Ce projet va connaître bien des déboires, à commencer par les piètres qualités des terres acquises, puis le mauvais accueil des voisins américains, et les aléas climatiques sans parler de l’invasion de sauterelles qui mettra fin à ce rêve fou.

” Ce qui l’a le plus surpris c’est que personne ne lui ait dit que le malheur devait se prévoir. Car quand on sait qu’il va venir, on l’attend, on anticipe, la surveillance à tout son sens. On est prêt. Il avait fait ce qu’il faut pour préparer le bonheur de tous dans une vie harmonieuse mais il n’était pas préparé pour trouver le malheur, et même surveiller l’arrivée de celui-ci, découvrir le désastre sur son chemin. “

Ce que j’en dis :

Qui était donc Victor Considerant ? Un rêveur, un gourou ? Un révolutionnaire ou un arnaqueur ?

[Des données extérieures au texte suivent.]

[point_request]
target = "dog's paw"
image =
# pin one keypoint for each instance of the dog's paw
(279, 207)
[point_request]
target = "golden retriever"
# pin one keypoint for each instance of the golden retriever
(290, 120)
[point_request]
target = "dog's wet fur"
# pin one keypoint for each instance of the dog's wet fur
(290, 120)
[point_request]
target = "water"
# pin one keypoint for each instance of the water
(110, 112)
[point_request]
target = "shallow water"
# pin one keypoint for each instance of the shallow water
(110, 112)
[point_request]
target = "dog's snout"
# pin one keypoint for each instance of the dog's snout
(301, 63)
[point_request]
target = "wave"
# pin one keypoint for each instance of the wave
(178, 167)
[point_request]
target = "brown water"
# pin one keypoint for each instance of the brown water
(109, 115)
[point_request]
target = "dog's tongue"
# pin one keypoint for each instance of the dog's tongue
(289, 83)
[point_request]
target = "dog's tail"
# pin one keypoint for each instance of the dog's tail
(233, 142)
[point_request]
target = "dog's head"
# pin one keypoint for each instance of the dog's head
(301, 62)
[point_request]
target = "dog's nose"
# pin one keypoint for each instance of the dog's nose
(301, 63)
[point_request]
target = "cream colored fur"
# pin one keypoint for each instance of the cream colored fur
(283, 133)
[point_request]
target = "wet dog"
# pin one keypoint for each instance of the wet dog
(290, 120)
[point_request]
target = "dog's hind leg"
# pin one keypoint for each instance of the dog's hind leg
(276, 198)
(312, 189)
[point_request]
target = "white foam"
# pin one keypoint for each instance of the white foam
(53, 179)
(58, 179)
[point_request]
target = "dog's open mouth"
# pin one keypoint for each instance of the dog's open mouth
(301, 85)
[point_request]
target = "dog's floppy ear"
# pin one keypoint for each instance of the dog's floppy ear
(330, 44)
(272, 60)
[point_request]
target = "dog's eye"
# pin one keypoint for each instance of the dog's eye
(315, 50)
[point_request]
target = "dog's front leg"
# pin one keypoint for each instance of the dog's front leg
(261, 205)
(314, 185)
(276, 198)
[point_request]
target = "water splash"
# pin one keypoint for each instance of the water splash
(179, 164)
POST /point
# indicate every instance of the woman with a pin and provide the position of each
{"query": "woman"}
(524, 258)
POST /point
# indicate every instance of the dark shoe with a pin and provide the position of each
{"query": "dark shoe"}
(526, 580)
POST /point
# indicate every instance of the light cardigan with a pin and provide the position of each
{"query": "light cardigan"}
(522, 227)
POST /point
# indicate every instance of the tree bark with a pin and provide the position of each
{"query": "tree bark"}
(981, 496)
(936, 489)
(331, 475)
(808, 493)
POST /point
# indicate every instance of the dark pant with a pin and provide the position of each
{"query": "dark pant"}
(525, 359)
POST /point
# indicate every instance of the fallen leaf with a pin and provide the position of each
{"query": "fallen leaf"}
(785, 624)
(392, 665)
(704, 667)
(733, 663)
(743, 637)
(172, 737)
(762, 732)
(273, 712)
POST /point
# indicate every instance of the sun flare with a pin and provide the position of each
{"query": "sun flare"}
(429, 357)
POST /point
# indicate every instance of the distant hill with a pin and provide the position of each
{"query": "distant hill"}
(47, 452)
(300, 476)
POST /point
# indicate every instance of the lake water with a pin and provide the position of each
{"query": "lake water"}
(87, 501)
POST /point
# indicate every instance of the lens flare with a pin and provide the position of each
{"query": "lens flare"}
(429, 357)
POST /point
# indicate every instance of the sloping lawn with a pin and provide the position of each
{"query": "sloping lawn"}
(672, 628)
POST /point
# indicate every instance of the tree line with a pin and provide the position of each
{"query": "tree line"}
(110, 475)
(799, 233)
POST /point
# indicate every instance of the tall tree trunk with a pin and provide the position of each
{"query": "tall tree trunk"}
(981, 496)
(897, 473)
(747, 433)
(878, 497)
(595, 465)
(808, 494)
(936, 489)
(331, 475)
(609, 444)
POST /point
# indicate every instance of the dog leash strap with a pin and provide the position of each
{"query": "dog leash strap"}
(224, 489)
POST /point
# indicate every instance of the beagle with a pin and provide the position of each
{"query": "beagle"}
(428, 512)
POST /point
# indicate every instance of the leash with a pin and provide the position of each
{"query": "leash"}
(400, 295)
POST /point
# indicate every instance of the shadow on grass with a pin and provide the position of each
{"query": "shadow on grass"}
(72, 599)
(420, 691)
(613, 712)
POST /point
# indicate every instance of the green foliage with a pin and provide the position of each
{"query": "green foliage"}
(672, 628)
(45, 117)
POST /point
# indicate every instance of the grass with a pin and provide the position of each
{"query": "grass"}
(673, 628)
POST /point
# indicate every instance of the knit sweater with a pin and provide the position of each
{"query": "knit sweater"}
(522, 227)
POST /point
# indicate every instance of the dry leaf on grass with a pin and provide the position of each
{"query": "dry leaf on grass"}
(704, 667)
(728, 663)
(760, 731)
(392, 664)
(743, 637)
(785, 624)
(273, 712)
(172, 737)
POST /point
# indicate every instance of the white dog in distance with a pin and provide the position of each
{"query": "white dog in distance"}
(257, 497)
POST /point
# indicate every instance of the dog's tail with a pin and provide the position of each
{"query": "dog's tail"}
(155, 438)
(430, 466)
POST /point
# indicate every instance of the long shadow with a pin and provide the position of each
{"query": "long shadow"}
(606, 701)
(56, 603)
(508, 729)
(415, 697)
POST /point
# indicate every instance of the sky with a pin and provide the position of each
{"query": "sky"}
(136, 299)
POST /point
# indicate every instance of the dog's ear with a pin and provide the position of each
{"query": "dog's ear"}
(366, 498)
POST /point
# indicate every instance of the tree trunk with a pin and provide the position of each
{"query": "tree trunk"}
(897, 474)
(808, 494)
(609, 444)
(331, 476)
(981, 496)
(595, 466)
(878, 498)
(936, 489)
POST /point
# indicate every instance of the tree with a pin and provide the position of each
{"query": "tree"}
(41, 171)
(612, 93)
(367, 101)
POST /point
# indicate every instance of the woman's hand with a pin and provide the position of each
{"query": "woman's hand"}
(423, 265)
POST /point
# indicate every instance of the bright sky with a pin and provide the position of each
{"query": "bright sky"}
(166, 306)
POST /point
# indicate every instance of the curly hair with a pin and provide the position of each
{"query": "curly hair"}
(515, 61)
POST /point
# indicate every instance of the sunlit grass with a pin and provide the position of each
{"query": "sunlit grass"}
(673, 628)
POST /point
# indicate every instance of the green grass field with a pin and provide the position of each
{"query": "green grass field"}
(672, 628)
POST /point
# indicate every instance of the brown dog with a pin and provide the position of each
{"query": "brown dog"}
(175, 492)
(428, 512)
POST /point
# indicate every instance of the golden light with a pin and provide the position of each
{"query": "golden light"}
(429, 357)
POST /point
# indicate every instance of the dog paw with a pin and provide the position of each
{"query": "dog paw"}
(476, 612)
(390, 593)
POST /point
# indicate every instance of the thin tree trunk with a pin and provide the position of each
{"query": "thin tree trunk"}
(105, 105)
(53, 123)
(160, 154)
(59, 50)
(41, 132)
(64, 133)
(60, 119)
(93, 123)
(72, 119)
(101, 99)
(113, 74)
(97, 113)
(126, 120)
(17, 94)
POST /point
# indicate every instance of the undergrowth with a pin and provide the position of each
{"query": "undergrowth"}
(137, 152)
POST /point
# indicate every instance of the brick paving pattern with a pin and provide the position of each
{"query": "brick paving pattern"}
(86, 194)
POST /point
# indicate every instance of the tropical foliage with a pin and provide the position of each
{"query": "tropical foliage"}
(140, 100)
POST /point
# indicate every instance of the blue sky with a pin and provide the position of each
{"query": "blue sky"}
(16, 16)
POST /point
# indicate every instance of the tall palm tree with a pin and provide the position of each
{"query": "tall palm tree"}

C’est à travers les voix de plusieurs personnages, et également de Reunion, lieu du projet, un personnage à part entière, que l’auteur nous propose d’en découvrir davantage sur l’homme et son rêve.

Basée sur de véritables faitS historiques , l’histoire s’avère fortement intéressante.

On se rends très vite compte des difficultés auxquelles ils ont dû faire face, à commencer par la majorité des colons qui n’y connaissaient rien, tout comme l’instigateur, Considerant , très mal informé en amont et qui semble très vite dépassé par les événements.

Plus on avance, plus on se rend compte qu’ils n’avaient aucune chance de perdurer face à tant de malchance cumulée au reste.

Un récit qui amène à quelques interrogations et quelques réflexions, en ces temps où il serait bon de vivre de nos propres cultures et de partager nos récoltes.

Aimant sortir des sentiers battus, j’ai plutôt apprécié ce récit à la prose agréable, et découvrir ce projet qui mettait jusqu’à présent totalement inconnu.

Une sympathique découverte.

Pour info :

Thomas Giraud est né en 1976 à Paris. Docteur en droit public, il vit et travaille à Nantes. 

Depuis le bel accueil réservé à son premier roman, Elisée, avant les ruisseaux et les montagnes, Thomas Giraud contribue à Remue.net, 303, La moitié du Fourbi ou encore le Yournal. Son deuxième ouvrage, La Ballade silencieuse de Jackson C. Frank a aussi connu un beau succès puisqu’il a été nominé au prix de la brasserie Barbes (Littérature et musique) 2018, et au prix des lycéens et apprentis, île de France 2018 et obtenu le Prix Climax.

Le Bruit des tuiles, est son troisième roman à La Contre Allée.

Je remercie Aurélie et les Éditions de La contre-allée pour m’avoir permis d’élargir mon horizon et mes connaissances.